Ce n'étaient encore que des bourgades composées d'habitations chétives et dispersées au hasard, mais qui servaient de retraite à des guerriers de haute stature, robustes et infatigables, à ces Belges que César eut tant de peine à vaincre. Les Médiomatrices bravèrent deux fois les armes du conquérant, en 56 et 52 ; mais après la destruction d'Alise et la ruine des efforts de Vercingétorix pour rendre les Gaulois à la liberté, leur soumission fut complète.
Quelques années plus tard, pendant la guerre de César contre Pompée, les passages du Rhin et des Vosges n'étant plus suffisamment défendus, les Germains en profitèrent pour revenir en deçà du fleuve. Les Nemètes et les Triboques, deux des peuples que César avait chassés de la Séquanaise, réussirent alors à s'établir vers Spire et vers Strasbourg dans la basse Alsace qui, séparée jusque-là de la Gaule médiomatricienne par les montagnes des Vosges, le fut bien plus encore, depuis cette époque, par les moeurs et le langage de ses habitants.
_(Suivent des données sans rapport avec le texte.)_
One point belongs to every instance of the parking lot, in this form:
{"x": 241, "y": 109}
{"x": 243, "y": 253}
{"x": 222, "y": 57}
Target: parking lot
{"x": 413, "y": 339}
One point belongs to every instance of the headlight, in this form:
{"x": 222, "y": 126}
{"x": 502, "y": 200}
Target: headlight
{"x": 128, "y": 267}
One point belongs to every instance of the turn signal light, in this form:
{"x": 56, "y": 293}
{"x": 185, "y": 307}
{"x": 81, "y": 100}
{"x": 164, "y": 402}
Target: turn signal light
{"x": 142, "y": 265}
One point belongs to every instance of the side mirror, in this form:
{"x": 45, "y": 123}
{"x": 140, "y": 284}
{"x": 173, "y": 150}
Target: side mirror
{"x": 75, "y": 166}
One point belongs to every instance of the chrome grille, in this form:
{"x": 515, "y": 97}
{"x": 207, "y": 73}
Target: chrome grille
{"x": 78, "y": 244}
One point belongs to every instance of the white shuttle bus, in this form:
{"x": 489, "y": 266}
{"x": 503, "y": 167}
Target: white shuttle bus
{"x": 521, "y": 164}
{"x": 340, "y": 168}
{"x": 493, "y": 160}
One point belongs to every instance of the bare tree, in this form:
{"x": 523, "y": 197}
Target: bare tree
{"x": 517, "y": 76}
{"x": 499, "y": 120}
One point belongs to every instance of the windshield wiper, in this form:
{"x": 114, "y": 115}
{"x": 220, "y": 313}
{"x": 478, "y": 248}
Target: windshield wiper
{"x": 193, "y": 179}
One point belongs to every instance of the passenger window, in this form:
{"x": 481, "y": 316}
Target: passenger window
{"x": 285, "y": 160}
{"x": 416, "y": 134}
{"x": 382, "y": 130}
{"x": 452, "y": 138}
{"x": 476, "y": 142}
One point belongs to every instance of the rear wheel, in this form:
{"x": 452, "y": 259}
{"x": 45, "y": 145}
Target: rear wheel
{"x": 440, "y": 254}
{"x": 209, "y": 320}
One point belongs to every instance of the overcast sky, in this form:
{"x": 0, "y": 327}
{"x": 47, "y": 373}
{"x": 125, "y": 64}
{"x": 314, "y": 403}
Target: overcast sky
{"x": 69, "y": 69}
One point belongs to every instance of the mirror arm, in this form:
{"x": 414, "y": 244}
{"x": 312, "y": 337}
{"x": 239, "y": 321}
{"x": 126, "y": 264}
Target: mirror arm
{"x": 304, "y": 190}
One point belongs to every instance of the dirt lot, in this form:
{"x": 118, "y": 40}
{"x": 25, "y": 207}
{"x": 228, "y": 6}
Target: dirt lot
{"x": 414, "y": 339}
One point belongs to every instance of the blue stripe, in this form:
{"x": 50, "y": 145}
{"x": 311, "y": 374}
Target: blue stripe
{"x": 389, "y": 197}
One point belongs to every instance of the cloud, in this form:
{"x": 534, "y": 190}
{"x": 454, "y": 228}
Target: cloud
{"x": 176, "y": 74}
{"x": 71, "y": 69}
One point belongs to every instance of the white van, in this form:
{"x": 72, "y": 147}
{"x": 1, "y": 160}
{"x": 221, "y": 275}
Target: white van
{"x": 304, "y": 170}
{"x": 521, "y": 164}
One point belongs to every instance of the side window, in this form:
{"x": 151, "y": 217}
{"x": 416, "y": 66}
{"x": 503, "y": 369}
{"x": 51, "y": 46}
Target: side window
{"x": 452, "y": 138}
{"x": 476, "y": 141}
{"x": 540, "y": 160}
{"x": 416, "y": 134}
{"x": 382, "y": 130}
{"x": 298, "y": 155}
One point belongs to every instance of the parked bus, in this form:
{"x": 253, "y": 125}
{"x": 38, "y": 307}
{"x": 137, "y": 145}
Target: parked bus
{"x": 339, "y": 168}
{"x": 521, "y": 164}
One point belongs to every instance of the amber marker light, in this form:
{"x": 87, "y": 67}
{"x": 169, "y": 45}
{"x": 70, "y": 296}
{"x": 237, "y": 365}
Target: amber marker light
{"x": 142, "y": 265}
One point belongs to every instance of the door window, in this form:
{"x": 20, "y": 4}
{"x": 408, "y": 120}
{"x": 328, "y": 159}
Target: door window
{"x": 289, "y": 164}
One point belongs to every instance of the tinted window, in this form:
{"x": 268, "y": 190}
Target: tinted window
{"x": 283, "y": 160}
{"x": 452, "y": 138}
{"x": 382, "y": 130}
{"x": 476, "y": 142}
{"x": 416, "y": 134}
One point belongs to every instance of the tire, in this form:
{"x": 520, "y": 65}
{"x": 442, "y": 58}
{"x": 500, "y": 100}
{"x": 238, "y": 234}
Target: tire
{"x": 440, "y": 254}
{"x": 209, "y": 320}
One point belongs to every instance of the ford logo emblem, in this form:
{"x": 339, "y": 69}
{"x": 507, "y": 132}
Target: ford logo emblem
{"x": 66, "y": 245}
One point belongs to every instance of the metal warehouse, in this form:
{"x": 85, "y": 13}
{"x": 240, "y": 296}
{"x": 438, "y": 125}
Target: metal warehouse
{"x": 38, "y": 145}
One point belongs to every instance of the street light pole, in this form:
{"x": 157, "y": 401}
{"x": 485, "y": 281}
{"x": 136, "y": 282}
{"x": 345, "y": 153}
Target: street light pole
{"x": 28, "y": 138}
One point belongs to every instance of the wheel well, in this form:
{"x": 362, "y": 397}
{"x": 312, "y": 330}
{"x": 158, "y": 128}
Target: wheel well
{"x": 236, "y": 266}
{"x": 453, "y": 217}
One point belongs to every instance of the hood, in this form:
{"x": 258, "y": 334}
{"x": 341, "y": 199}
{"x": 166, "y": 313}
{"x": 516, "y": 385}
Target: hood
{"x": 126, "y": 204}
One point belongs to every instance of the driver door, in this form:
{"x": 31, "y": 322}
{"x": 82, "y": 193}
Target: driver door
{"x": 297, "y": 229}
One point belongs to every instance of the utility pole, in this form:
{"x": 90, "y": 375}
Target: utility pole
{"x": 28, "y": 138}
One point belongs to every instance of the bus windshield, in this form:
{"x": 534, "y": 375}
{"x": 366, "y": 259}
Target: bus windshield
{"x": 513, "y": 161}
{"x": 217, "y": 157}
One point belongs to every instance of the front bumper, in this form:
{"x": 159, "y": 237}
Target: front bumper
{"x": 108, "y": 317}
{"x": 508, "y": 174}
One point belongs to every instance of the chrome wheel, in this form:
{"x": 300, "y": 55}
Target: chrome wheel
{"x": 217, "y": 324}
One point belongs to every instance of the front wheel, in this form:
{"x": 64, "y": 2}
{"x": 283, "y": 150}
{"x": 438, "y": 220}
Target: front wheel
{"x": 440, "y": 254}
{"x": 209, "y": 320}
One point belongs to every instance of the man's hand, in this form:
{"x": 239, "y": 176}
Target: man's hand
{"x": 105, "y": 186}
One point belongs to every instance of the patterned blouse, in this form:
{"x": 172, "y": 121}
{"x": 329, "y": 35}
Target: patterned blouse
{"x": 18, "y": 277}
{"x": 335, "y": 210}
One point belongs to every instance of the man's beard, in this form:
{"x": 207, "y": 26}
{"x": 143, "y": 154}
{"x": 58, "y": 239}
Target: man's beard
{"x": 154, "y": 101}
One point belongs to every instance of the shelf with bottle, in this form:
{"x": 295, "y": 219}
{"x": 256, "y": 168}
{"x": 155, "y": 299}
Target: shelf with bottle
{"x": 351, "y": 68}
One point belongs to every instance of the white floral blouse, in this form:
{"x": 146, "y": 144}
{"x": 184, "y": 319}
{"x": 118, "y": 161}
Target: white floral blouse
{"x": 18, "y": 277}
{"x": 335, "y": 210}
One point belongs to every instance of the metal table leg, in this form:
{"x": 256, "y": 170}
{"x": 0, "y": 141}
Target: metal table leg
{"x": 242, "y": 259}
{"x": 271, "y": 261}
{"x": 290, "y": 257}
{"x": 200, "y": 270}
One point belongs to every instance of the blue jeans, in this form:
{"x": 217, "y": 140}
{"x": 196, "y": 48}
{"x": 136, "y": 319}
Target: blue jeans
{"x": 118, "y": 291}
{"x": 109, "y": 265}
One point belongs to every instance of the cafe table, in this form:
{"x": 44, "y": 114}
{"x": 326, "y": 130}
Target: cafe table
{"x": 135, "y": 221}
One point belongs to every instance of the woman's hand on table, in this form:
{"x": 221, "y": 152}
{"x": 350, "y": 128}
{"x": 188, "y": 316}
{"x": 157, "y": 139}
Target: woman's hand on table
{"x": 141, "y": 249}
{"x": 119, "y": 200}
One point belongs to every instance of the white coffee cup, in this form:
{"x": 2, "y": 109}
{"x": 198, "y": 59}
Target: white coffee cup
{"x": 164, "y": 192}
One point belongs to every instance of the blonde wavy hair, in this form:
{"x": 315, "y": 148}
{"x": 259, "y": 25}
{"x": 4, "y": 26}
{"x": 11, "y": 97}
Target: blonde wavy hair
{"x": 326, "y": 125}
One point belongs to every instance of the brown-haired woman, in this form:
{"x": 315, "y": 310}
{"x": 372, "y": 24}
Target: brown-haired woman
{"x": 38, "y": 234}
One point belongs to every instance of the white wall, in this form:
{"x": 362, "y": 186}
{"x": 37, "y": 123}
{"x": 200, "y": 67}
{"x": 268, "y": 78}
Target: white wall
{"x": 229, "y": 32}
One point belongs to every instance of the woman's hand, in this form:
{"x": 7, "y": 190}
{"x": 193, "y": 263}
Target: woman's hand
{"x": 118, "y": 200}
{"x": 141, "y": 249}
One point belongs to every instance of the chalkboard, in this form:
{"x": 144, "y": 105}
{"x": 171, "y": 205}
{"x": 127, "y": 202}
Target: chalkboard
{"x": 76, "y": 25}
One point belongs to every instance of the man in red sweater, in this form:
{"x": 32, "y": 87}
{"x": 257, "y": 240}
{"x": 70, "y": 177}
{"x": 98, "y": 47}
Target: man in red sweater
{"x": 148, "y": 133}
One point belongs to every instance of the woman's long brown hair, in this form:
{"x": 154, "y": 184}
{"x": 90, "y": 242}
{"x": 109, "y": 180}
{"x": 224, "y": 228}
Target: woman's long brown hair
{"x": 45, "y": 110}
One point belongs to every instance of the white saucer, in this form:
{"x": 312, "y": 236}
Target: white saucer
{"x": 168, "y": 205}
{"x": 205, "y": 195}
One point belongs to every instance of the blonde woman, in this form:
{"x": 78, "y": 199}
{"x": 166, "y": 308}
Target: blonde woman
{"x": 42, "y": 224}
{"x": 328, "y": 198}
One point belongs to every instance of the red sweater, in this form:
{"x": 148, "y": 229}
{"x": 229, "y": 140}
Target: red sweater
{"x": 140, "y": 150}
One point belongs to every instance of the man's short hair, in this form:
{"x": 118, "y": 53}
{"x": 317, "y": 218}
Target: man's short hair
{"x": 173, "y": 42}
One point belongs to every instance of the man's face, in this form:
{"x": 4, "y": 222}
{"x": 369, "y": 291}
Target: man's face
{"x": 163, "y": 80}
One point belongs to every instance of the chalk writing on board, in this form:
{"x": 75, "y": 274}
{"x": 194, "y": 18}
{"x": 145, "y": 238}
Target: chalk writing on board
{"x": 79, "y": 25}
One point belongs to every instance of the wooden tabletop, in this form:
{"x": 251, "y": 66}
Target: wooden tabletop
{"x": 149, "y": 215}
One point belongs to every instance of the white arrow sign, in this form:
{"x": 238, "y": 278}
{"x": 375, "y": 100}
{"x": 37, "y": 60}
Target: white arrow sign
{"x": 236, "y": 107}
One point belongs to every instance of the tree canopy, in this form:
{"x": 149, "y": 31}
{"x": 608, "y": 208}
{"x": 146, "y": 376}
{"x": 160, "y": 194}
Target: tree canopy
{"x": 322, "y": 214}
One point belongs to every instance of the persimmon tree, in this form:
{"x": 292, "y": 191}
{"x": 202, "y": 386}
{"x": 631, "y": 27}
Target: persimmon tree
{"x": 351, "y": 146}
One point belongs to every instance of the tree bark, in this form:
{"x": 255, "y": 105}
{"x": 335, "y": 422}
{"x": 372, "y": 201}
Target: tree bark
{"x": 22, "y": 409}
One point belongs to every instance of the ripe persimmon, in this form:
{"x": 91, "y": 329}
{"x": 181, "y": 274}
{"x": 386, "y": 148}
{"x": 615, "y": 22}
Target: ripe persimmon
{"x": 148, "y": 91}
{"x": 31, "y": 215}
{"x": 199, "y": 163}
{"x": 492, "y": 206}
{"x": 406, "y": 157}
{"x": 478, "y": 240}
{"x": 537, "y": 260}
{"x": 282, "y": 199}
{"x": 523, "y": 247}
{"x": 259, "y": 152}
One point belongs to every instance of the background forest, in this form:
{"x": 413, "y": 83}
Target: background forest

Malgré cet établissement des Germains, les Romains restèrent maîtres de l'Alsace ; mais pour se prémunir contre une nouvelle invasion, ils élevèrent sur les bords du Rhin et aux défilés des Vosges des retranchements coupés par des tours élevées et par des camps environnés d'énormes murailles de pierre ; il reste des vestiges de ces travaux gigantesques, et ce n'est pas sans admiration qu'on peut examiner encore le retranchement bâti sur les hauteurs de Hohenbourg et dont la vaste enceinte bien reconnaissable se développe sur un contour de près de quatre lieues.
Aussi, pendant deux siècles, l'Alsace, qui dans la nouvelle division forma la Première Germanie, jouit-elle d'une tranquillité qui ne fut troublée que par la révolte de Civilis (l'an 70 de J. C.). Cette période vit s'élever des villes nouvelles ; les anciennes cités s'agrandirent et devinrent vraiment dignes de ce nom, les institutions romaines apportées en germe avec la conquête se développèrent et donnèrent à une contrée jusque-là barbare les premiers éléments de la civilisation.
La basse Alsace fut comprise par Auguste dans la Germanie supérieure, puis, par Constantin, dans la première Germanie, et ce fut vers le règne de cet empereur que le christianisme fut apporté en Alsace par saint Materne. A cette époque les fortifications établies sur les rives du Rhin pour arrêter l'irruption des barbares devinrent insuffisantes ; aucune force humaine ne fut plus capable de contenir les peuplades envahissantes. Julien retarda par ses victoires la grande invasion ; il défit en 357 les Lètes aux environs de Strasbourg ; mais après sa mort, les Alains, les Suèves, les Vandales, les Huns, les Francs se jetèrent sur la Gaule.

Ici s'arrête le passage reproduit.